CS205 Data Structures

Complete Teaching Plan & Lecture Notes

Unit 1 — Linear Structures Unit 2 — Analysis & Recursion Unit 3 — Priority Structures Unit 4 — Associative Structures Unit 5 — Trees Unit 6 — Graphs

15 Enhanced Slide Decks  |  370+ Interactive Slides

Each deck includes Canvas visualizations, step-through animations, playgrounds, and challenge quizzes.

Use arrow keys or buttons to navigate

Semester at a Glance

W1-2 Linked Lists (27 slides)

Singly linked list: nodes, traversal, insert/delete, time complexity

W3 Algorithm Analysis (24 slides)

Big-O, growth rates, best/worst/average case, empirical analysis

W4 Recursion (24 slides)

Base/recursive cases, call stack, tail recursion, divide & conquer

W5 Stacks (23 slides)

LIFO, array/linked implementations, parentheses matching, postfix eval

W6 Queues (23 slides)

FIFO, circular array, linked implementation, BFS preview, deque

W7 ArrayLists / NodeLists (23 slides)

Dynamic arrays, amortized analysis, positional lists, iterators

W8 Midterm Review

Units 1-2 assessment: linked lists through array lists

W9 Priority Queues (24 slides)

PQ ADT, sorted/unsorted list implementations, comparators

W10 Heaps (26 slides)

Binary heap, array representation, upheap/downheap, heapsort

W11 Maps & Hash Tables (22+26 slides)

Map ADT, hash functions, collision handling, load factor, rehashing

W12 Trees (28 slides)

Binary trees, BST, traversals, balanced trees (AVL preview)

W13 Graphs (26 slides)

Graph terminology, representations, adjacency matrix/list

W14 BFS & DFS (24+23 slides)

Traversal algorithms, applications, edge classification, topological sort

W15 Shortest Path (24 slides)

Dijkstra's, Bellman-Ford, negative cycles, applications

How to Use the Enhanced Decks

Lecture Flow Pattern

1. Concept Introduction (static slides)

Present the concept with text, analogies, and key-idea boxes. Let students read and absorb.

2. Live Demo (interactive slides)

Step through the algorithm on Canvas. Use "Step" button for manual pace, "Auto Play" to show the full flow. Reset and re-run for emphasis.

3. Student Challenge (inline quizzes)

Pause at sCA/sCB/sCC slides. Give students 2-3 minutes to predict, then reveal. Great for think-pair-share.

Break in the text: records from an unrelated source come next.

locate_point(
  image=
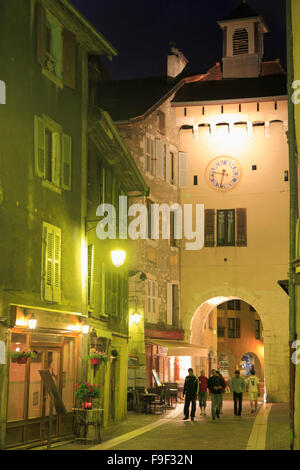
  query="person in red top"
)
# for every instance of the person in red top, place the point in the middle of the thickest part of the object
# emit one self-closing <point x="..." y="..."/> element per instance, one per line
<point x="202" y="392"/>
<point x="223" y="389"/>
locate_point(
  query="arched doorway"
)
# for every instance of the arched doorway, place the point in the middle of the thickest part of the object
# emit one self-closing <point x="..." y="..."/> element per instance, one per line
<point x="231" y="330"/>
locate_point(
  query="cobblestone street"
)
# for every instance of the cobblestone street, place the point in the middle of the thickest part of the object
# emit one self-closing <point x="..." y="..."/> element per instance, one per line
<point x="169" y="431"/>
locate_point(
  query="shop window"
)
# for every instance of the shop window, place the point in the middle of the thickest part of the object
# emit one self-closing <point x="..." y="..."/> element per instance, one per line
<point x="16" y="389"/>
<point x="257" y="329"/>
<point x="234" y="328"/>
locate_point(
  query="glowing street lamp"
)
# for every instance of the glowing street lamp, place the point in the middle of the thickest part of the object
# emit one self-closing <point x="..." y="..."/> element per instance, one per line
<point x="85" y="328"/>
<point x="32" y="322"/>
<point x="118" y="257"/>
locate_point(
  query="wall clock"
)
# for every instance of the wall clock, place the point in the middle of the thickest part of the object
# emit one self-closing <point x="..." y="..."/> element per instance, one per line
<point x="223" y="173"/>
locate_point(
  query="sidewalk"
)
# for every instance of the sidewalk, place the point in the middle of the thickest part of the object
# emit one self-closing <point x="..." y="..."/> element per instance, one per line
<point x="268" y="430"/>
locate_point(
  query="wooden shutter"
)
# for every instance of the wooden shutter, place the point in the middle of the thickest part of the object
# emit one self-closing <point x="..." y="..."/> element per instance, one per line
<point x="241" y="222"/>
<point x="69" y="59"/>
<point x="168" y="165"/>
<point x="237" y="328"/>
<point x="159" y="158"/>
<point x="41" y="35"/>
<point x="39" y="146"/>
<point x="56" y="158"/>
<point x="209" y="227"/>
<point x="91" y="275"/>
<point x="66" y="161"/>
<point x="52" y="263"/>
<point x="175" y="303"/>
<point x="57" y="266"/>
<point x="169" y="304"/>
<point x="183" y="169"/>
<point x="49" y="268"/>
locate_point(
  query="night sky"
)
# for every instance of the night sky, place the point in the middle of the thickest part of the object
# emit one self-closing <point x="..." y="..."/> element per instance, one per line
<point x="141" y="31"/>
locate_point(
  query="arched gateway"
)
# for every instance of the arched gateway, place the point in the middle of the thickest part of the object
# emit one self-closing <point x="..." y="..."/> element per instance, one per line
<point x="202" y="327"/>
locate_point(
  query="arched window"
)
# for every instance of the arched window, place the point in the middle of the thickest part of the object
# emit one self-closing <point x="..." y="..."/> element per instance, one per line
<point x="240" y="42"/>
<point x="161" y="121"/>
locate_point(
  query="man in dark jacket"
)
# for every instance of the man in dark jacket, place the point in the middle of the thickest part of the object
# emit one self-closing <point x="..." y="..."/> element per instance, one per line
<point x="190" y="391"/>
<point x="215" y="386"/>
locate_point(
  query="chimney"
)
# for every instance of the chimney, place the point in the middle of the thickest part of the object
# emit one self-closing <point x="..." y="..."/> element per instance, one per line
<point x="176" y="61"/>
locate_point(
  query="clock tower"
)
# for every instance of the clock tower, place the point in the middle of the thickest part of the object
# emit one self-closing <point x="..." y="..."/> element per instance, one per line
<point x="243" y="45"/>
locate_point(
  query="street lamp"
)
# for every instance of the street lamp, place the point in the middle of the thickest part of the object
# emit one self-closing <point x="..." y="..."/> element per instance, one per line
<point x="118" y="257"/>
<point x="32" y="322"/>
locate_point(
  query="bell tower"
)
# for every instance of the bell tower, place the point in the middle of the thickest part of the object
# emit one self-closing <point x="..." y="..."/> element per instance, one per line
<point x="243" y="42"/>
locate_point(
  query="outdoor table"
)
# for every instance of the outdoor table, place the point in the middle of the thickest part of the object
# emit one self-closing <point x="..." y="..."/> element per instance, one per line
<point x="85" y="418"/>
<point x="148" y="398"/>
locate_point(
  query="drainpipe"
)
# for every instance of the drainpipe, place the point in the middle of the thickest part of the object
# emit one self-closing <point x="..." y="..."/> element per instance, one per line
<point x="293" y="216"/>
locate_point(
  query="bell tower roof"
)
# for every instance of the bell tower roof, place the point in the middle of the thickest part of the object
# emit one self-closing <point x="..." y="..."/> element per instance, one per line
<point x="243" y="12"/>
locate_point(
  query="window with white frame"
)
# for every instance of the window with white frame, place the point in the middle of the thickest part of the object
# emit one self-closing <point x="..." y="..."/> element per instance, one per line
<point x="152" y="301"/>
<point x="51" y="267"/>
<point x="150" y="160"/>
<point x="53" y="152"/>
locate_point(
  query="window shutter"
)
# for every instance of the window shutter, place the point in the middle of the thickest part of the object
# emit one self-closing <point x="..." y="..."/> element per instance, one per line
<point x="169" y="304"/>
<point x="49" y="268"/>
<point x="159" y="158"/>
<point x="56" y="158"/>
<point x="183" y="169"/>
<point x="66" y="161"/>
<point x="241" y="215"/>
<point x="209" y="227"/>
<point x="57" y="266"/>
<point x="69" y="59"/>
<point x="41" y="35"/>
<point x="39" y="146"/>
<point x="91" y="275"/>
<point x="168" y="165"/>
<point x="175" y="303"/>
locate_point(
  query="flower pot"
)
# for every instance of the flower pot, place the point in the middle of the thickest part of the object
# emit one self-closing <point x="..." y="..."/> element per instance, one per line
<point x="22" y="360"/>
<point x="95" y="361"/>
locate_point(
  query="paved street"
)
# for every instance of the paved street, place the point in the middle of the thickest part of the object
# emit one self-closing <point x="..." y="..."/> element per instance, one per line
<point x="170" y="432"/>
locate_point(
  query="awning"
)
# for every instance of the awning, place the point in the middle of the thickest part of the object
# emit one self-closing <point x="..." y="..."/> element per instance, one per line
<point x="179" y="348"/>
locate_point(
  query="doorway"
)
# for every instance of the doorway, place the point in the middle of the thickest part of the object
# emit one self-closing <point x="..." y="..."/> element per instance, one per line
<point x="28" y="402"/>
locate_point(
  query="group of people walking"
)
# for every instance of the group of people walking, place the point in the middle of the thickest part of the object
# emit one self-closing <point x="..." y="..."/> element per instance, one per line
<point x="197" y="387"/>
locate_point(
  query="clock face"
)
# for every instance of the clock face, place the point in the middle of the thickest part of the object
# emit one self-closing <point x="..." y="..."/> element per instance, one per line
<point x="223" y="173"/>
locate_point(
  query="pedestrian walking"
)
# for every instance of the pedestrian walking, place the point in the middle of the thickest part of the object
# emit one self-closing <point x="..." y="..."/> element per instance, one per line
<point x="190" y="391"/>
<point x="252" y="383"/>
<point x="215" y="386"/>
<point x="238" y="386"/>
<point x="202" y="395"/>
<point x="222" y="391"/>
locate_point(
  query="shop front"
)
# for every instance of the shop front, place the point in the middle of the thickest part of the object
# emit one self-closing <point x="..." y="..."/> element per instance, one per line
<point x="27" y="401"/>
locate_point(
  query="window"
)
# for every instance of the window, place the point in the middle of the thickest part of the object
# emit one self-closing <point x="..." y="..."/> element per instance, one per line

4. Final Assessment (sQ1-sQ3)

Use as exit ticket or start of next class. sQ1 = quick check, sQ2 = trace, sQ3 = code prediction.

Interactive Element Types

Step-Through

Algorithm animations with Step / Auto / Reset. Code lines highlight in sync with Canvas.

Playground

Students input values and watch operations animate. Great for "what if" exploration.

Comparison Toggle

Side-by-side or toggle views (e.g., BFS vs DFS, sorted vs unsorted PQ). Ask "when would you pick each?"

Challenge Slides

sCA = Predict/Trace, sCB = Fix the Bug, sCC = Decision Scenario. Interleaved after teaching sections.

Keyboard Tips

  • Arrow keys navigate slides (disabled when input focused)
  • All decks are self-contained HTML — open in any browser
  • Resize browser for different projector resolutions

Unit 1 Linked Lists

linked-list-enhanced.html  |  27 slides  |  ~75 min

Learning Objectives

  1. Understand node-based storage vs contiguous arrays
  2. Implement insert/delete at head, tail, and middle
  3. Trace pointer manipulation step-by-step
  4. Analyze O(1) insert-at-head vs O(n) search

Key Demos to Run

Step-Through Insert at Head / Tail

Show pointer rewiring. Pause after each step — ask "which pointer changes first and why?"

Playground Interactive Insert/Delete/Search

Let students call out values to insert. Then ask them to predict what happens on delete.

Common Misconceptions

Order of pointer updates matters!

If you update head = newNode before newNode.next = head, you lose the list. Demo this with the step-through to make it visceral.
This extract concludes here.